South Yorkshire Police has around 2400 uniformed officers, 1500 of which are dedicated to responding to emergencies.
ACC Hartley said there was an 'imbalance' between response officers and neighbourhood officers which would be addressed in the new model.
"The idea is to reduce the number of response officers and increaese the number of neighbourhood officers. There will also be training for staff so they can be flexible between response, neighbourhood policing and investigations."
He believes moving more resources into prevention rather than reacting to problems will pay off in the long run.
"We accept that there may be a slight spike in incidents when the changes first come in, but please bear with us. If we can tackle problems downstream before they become major problems upstream then there will be less need for the emergency response element. We want to solve the underlying issues so we get long-term results."
The force will also be working more closely with other agencies, such as education and housing officers, community groups and youth workers.
"We want to have all different agencies - police, council, fire service - under one roof out in communities. So we will look at our existing police stations and also at other public buildings that we could base ourselves in."
He gave an example of how this might work in practice.
"So if you have a lad aged 14 who has fell in with a criminal gang, under the old model he might be just criminalised. But now with young people who are repeat offenders we will look at offering more educational support and help with their home life through the new neighbourhood teams so we can get long-term change instead of this cycle of crime continuing."
The force will also be embracing new technology.
He said: "We accept that just asking people to ring up 101 is perhaps outdated. In December we will be introducing an app so people can report crimes more easily, and we will be training officers to engage more with the public on Twitter and Facebook.
"Our teams will also have tablets so they can take statements and do other important tasks right from the scene."
He said the force does not have the resources to recruit and flood communities with new officers, but police will be "making the most out of what we have got."
ACC Hartley said there will be a review of where police are needed most across the county and then the teams will be deployed to those communities.
"If we discover one town or village has hardly any crime but a lot of officers covering that patch, then some of them they may be taken away and put into communities that need them more."
He said neighbourhood officers have already been deployed to areas of concern, including tackling a rising tide of anti-social behaviour in Edlington, Doncaster and response to concerns about gangs and gun crime in Shiregreen and Southey in Sheffield.
But he stressed introducing the new model will take time.
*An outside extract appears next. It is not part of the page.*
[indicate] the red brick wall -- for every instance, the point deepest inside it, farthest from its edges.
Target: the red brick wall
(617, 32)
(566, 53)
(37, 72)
Senior officers will be attending public meeting across South Yorkshire in the coming months to listen to residents concerns and 'build up a picture' of where officers are needed most. There are 12 of these meetings scheduled in the next several weeks with more planned. ACC Hartley said the new model should be fully rolled out by the end of this year.
"We are building up a picture of where we need to be. The local policing teams will be renamed and some of our officer titles will be renamed in plain English so people know who their local beat bobbies are."
ACC Hartley said it was 'not a myth' that there are less beat bobbies now than the days when he used to patrol the city centre as a young constable in the early 1990s.
But he added: "We are taking the best bits from the past and embracing new technology for a fresh approach. It will take time, but the long term benefits will be there for all to see."